Demain "le lis et le lion" 1ère partie ch 2 "travaux pour une couronne" 

dimanche 8 septembre 2019

A partir de demain - Les rois maudits - Tome 6 - Le lis et le lion

  
Avec "le lis et le lion", tome 6 des "Rois maudits", nous approchons de la fin de la saga.
  
Avec Charles IV le Bel va s’éteindre la branche française de la dynastie capétienne. Le roi d’Angleterre Edouard III, petit fils de Philippe IV le Bel va réclamer pour lui la couronne de France. Mais c’est la branche Valois qui montera finalement sur le trône de France. Le comte Robert d'Artois anime ces années décisives pour l'Occident européen. Nul ne s'est dépensé plus que lui pour faire attribuer la couronne à son cousin Philippe de Valois.
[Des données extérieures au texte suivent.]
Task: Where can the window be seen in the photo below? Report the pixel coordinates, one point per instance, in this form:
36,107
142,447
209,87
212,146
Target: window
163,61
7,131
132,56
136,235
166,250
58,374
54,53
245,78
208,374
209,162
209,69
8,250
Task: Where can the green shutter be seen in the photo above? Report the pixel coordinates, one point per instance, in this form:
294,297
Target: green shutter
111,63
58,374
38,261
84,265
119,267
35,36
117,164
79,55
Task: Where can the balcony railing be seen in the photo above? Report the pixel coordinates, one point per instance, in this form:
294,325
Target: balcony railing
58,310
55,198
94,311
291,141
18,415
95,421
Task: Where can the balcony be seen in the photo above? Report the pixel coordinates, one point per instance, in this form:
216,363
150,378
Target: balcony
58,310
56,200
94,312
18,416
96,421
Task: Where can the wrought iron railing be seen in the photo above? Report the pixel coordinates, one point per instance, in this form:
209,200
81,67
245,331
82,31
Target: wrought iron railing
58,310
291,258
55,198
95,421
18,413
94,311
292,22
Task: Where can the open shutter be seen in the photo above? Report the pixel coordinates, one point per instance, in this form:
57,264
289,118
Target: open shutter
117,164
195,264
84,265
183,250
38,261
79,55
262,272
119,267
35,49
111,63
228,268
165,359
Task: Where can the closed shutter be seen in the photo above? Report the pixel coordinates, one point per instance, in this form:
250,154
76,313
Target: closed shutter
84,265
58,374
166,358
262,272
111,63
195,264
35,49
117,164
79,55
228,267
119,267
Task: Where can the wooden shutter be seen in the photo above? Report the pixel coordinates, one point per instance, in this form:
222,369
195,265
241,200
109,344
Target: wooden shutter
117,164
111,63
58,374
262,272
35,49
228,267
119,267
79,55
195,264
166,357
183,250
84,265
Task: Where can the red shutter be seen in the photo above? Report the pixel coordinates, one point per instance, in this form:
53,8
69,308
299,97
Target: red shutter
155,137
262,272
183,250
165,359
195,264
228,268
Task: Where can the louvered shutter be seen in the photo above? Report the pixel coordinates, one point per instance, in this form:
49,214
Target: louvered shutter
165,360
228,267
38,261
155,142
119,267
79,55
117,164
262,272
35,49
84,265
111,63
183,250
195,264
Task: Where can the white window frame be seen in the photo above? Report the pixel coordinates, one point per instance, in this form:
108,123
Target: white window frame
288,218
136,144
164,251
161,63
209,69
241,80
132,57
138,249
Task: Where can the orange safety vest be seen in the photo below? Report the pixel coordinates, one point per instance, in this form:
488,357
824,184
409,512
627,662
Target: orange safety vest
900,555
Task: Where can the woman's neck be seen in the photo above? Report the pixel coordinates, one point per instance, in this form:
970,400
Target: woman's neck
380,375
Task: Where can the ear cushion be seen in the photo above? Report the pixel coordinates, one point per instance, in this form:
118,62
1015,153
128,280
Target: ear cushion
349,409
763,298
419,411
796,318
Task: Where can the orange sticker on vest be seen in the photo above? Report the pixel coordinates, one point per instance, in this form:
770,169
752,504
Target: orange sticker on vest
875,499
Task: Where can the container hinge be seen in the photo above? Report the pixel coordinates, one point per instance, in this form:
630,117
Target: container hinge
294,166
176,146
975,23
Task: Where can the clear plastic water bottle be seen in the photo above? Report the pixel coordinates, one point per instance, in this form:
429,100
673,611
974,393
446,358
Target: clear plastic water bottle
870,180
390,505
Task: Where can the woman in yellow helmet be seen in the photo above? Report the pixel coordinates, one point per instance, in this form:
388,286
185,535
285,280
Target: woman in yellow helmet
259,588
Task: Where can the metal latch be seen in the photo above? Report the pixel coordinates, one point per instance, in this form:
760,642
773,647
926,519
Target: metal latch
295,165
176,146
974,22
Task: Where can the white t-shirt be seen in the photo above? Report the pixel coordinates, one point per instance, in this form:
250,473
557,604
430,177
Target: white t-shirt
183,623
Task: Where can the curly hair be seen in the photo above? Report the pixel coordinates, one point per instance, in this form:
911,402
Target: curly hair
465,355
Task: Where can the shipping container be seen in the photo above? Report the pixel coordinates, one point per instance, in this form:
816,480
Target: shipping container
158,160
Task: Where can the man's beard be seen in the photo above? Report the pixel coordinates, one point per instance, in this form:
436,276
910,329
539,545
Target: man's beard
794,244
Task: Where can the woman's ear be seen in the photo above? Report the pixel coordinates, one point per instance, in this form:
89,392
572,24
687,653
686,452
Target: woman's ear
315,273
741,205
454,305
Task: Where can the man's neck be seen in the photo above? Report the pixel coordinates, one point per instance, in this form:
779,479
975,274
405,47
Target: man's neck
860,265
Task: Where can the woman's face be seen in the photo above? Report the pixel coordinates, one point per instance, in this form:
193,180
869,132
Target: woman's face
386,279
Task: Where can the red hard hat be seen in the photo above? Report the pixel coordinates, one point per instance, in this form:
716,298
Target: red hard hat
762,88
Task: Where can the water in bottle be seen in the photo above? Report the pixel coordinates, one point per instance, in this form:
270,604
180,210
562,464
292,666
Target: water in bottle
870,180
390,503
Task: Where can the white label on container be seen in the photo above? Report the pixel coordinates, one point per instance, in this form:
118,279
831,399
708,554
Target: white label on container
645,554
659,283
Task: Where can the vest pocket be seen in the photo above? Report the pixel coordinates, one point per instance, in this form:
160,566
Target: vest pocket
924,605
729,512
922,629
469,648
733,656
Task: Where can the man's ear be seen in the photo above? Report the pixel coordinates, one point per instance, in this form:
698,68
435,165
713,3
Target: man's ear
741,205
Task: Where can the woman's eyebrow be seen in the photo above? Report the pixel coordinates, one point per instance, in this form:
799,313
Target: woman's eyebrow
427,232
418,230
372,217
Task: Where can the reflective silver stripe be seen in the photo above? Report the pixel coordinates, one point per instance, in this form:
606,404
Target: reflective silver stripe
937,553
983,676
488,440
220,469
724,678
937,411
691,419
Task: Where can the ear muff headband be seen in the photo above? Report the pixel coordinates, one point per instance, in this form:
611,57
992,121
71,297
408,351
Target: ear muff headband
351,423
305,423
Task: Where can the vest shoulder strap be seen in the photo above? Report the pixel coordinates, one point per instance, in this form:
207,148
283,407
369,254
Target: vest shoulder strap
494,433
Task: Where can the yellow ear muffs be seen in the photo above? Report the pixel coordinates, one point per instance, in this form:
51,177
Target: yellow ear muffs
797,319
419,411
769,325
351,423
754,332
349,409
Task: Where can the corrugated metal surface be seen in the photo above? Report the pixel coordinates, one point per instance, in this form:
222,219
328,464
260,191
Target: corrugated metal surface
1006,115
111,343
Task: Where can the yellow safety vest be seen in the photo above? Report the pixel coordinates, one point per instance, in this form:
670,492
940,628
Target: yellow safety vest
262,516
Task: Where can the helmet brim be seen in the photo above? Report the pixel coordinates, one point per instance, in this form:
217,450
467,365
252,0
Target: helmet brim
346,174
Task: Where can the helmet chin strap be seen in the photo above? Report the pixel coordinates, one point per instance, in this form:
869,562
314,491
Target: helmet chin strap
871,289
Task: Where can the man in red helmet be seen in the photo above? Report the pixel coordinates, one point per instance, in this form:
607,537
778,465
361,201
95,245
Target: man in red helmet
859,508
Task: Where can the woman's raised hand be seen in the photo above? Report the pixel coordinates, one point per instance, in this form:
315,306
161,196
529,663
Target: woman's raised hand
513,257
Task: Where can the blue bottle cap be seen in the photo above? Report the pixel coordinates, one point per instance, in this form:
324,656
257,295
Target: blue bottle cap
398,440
En échange, il attend qu'on lui rende le comté de ses aïeux. Pour soutenir son bon droit, rien ne l'arrête : ni l'usage de faux, ni le parjure ou les crimes. Déchu de ses titres, banni de sa patrie, c'est lui qui prononcera, devant le roi Edouard III et le Parlement d'Angleterre, la harangue qui sera le premier acte de la guerre de Cent Ans. 

Demain "Le lis et le lion" 1ère partie - Les nouveaux rois ch.1 - "Le mariage de janvier"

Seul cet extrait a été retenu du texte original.